The NCAA men’s basketball tournament remains “the second largest post-season sports franchise, trailing only the NFL playoffs”, in terms of television advertising expenditure; but, the ad spend growth rate for the Big Dance trails that of the NBA, MLB and NFL post seasons, over the last 5 years. Though 97 advertisers (a record) spent $1.28 billion (also a record) on television advertisements during March Madness ‘17, that total has grown just 3.3% annually since topping $1 billion for the first time in 2012. For comparison purposes, the NFL is growing +9.7% annually with advertisers having spent $1.55 billion during the most recent postseason. The NBA (3rd largest post season franchise) has experienced 11.7% YOY growth over the same period, with brands increasing their total postseason ad expenditure to $934 million in 2017.

Howie Long-Short: The prohibitive cost of advertising during the NCAA tournament, relative to global audience size (or lack thereof), is likely the biggest reason March Madness’ ad spend growth rate trails the NFL, NBA and MLB postseasons. NCAA bylaws preventing companies from using the names (or likeness) of the college athletes in their advertisements, also places them at a competitive disadvantage relative to the pro sports leagues. It should be noted that the NCAA’s ad spend growth rate is “in line with rights fees increases.” For informational purposes, General Motors (GM, $83 million), AT&T (T, $66 million) and Coca-Cola (KO, $56 million) spent the most among advertisers during the 2017 NCAA men’s basketball tournament.
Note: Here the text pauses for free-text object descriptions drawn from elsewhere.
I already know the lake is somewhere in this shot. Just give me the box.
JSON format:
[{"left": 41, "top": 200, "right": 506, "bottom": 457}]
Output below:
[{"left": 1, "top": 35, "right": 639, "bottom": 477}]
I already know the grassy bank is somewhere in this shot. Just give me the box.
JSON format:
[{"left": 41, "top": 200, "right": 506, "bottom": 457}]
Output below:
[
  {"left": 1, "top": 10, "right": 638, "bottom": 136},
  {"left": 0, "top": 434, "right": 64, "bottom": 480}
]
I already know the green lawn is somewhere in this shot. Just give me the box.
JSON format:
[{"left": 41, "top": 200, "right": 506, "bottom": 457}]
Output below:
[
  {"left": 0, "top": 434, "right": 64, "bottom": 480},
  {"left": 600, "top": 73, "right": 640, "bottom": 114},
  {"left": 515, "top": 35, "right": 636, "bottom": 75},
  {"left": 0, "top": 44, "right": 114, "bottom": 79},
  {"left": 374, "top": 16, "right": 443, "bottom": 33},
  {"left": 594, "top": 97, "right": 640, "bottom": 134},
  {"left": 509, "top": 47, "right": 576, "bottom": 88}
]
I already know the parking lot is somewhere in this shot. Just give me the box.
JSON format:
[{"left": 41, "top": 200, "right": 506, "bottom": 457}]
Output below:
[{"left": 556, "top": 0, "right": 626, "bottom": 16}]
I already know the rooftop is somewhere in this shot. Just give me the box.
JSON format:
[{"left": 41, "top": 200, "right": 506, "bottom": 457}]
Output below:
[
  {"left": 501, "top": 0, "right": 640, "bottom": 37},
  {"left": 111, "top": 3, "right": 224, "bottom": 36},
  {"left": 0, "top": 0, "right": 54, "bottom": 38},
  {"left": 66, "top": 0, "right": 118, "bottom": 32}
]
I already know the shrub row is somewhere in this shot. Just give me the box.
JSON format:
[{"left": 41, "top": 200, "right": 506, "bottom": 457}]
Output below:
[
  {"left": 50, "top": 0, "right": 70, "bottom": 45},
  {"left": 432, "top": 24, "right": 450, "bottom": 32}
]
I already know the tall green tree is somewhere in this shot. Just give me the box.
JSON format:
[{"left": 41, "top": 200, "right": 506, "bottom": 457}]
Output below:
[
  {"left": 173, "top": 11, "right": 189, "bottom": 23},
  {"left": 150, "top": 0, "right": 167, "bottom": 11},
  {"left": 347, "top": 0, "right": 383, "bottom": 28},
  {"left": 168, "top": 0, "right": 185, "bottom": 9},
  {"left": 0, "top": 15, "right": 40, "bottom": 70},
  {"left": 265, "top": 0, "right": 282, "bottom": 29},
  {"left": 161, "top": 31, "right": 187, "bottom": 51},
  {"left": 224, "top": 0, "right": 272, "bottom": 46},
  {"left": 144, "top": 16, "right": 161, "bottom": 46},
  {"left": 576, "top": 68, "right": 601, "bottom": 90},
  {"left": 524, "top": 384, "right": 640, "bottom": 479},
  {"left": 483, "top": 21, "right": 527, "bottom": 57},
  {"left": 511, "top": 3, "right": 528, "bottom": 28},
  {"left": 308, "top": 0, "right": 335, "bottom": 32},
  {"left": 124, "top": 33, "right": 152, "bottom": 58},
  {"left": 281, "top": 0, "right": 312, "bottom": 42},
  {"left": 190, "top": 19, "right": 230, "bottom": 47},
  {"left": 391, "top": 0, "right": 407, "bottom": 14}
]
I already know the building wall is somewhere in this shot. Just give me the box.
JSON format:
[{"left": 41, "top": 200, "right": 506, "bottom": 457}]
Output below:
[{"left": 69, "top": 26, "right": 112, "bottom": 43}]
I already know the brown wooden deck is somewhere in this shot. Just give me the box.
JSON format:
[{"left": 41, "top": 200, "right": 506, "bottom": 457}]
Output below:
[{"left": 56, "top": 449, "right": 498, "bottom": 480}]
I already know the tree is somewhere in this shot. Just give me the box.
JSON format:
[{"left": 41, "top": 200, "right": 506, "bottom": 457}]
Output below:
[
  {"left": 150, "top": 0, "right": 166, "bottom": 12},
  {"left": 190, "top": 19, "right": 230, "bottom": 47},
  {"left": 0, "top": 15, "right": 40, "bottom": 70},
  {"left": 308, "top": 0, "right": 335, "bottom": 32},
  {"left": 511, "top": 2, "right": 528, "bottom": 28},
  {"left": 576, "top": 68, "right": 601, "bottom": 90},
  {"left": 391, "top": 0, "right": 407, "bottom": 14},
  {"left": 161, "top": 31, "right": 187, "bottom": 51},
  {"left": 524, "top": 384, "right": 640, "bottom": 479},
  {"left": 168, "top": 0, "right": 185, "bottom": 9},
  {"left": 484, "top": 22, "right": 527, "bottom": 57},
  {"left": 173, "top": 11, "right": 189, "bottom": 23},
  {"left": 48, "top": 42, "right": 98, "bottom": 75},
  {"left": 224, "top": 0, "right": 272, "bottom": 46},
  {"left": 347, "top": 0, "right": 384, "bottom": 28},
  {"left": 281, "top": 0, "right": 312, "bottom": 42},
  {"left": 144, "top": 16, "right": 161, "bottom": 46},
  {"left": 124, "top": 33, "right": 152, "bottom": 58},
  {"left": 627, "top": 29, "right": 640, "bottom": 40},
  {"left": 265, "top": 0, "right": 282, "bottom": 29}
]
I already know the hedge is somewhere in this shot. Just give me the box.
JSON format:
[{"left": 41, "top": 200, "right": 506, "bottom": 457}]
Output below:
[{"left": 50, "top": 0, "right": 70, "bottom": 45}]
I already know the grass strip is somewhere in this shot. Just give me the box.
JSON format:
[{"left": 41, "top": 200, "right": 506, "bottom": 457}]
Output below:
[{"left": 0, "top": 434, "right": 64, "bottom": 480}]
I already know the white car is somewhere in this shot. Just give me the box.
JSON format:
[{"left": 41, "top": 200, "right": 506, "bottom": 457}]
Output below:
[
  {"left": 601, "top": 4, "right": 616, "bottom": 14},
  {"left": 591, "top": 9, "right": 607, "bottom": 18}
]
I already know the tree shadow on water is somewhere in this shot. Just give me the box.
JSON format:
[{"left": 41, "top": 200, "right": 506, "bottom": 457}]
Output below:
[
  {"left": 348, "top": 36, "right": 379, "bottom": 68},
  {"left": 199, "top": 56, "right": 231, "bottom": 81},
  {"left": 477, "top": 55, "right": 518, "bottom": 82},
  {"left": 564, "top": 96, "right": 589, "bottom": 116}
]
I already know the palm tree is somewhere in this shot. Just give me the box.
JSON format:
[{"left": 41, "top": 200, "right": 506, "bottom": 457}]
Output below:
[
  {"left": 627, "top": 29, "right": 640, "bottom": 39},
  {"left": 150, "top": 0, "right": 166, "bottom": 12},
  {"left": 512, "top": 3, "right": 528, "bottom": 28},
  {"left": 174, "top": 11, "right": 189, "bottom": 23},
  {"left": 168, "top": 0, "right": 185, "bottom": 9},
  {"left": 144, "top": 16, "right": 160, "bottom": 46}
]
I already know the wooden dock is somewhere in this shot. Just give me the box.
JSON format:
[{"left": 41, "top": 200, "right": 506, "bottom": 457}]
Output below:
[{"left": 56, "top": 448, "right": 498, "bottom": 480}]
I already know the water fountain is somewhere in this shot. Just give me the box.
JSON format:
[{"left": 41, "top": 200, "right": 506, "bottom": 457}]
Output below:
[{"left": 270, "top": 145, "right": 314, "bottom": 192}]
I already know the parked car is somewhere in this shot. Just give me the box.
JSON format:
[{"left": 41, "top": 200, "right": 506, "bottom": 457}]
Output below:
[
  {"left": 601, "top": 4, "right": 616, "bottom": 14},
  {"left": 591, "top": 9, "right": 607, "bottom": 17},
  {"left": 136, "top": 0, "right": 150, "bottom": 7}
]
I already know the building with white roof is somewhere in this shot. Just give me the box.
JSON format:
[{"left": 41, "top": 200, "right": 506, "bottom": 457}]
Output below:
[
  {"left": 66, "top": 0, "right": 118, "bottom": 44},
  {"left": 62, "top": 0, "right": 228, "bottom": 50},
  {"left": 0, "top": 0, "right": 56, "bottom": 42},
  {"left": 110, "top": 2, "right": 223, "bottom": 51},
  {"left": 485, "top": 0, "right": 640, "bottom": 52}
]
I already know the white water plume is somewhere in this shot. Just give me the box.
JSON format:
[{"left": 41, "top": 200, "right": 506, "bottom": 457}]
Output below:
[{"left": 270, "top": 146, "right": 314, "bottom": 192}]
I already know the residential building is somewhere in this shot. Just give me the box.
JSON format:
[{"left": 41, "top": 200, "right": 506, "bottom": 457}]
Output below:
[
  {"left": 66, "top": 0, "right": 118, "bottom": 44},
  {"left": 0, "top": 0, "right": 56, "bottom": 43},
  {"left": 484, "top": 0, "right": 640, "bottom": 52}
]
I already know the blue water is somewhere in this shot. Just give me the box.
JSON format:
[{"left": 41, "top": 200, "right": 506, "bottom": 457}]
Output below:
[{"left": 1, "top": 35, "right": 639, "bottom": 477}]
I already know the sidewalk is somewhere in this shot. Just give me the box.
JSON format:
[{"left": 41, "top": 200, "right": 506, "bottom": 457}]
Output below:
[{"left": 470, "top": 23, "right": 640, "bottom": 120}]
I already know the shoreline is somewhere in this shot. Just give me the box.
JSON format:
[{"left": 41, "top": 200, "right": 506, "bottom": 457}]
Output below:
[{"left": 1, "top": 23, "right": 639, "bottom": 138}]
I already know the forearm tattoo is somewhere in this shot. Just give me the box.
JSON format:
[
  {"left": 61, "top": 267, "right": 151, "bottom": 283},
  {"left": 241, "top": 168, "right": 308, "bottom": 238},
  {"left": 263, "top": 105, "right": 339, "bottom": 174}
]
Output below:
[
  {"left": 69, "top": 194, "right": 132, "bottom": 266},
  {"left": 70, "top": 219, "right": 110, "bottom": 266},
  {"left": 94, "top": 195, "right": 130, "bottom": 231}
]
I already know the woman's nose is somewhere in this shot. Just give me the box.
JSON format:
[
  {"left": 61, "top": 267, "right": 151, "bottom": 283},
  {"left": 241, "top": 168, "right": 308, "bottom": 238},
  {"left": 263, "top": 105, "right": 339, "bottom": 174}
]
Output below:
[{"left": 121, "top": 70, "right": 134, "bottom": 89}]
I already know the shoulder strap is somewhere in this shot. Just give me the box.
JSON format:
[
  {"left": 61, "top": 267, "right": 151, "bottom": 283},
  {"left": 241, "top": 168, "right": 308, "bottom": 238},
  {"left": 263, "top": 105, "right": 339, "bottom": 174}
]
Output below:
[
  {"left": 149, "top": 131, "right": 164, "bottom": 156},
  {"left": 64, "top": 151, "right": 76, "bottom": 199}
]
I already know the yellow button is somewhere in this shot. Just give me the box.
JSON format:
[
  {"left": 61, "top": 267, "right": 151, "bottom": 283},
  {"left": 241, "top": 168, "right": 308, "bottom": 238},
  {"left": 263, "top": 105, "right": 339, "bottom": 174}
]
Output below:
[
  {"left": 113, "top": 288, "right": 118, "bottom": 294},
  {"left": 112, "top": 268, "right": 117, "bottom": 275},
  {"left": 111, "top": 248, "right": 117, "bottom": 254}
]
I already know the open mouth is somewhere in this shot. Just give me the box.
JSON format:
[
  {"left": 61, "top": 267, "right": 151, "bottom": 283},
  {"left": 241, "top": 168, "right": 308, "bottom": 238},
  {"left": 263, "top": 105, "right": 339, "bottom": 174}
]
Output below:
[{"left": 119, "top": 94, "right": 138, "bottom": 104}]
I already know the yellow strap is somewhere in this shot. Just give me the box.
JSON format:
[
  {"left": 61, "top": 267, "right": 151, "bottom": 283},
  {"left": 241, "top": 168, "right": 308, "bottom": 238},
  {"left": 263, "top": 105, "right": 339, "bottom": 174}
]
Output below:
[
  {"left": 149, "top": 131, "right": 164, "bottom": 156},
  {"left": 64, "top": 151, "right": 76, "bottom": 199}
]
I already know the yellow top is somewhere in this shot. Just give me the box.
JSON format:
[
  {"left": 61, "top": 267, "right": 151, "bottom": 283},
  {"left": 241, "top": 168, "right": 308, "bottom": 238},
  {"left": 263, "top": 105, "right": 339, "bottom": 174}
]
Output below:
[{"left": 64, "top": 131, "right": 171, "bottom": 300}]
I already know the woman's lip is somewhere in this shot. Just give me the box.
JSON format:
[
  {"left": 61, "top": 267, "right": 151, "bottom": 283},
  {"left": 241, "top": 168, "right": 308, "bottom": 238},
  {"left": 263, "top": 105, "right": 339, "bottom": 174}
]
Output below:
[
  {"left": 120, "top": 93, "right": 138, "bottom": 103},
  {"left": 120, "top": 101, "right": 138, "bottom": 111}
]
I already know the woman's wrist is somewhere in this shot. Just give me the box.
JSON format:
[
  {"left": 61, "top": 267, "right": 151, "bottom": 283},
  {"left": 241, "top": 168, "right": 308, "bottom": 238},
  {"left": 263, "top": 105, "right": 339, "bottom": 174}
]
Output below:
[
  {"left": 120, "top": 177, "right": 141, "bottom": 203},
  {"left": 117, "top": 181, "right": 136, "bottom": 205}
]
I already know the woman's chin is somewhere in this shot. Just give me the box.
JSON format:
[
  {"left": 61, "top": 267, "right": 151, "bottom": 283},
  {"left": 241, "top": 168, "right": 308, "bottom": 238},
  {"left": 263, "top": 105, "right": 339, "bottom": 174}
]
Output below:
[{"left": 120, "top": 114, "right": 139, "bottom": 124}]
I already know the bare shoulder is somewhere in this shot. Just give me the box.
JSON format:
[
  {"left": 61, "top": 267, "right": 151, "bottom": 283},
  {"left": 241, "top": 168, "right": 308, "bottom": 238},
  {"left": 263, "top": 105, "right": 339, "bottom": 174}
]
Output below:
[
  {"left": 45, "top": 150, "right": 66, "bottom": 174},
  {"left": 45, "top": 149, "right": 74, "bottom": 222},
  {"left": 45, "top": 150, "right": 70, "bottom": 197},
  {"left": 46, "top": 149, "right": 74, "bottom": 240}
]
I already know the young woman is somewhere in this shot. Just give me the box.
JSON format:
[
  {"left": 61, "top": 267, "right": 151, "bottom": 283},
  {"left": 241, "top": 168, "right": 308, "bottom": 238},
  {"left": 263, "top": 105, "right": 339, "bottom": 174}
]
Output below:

Fan Marino: Loyola University-Chicago won its first NCAA tournament game since 1985, upsetting the University of Miami on a 3 pointer at the buzzer; a highlight that will live in March lore forever. Among those in attendance were 98-year-old team chaplain Sister Jean Dolores-Schmidt. Dolores-Schmidt is no front-runner. Prior to November (she broke her hip keeping her out of action), she had only missed 2 games since ’94. She has a plaque in the school’s hall of fame, had her own bobble head night at the arena and still issues scouting reports on upcoming opponents. Her 11th seeded Ramblers are scheduled to play 3rd seeded Tennessee on Saturday. No doubt, she’ll have some thoughts on how to stop Grant Williams; UT’s unanimous all-SEC first team selection.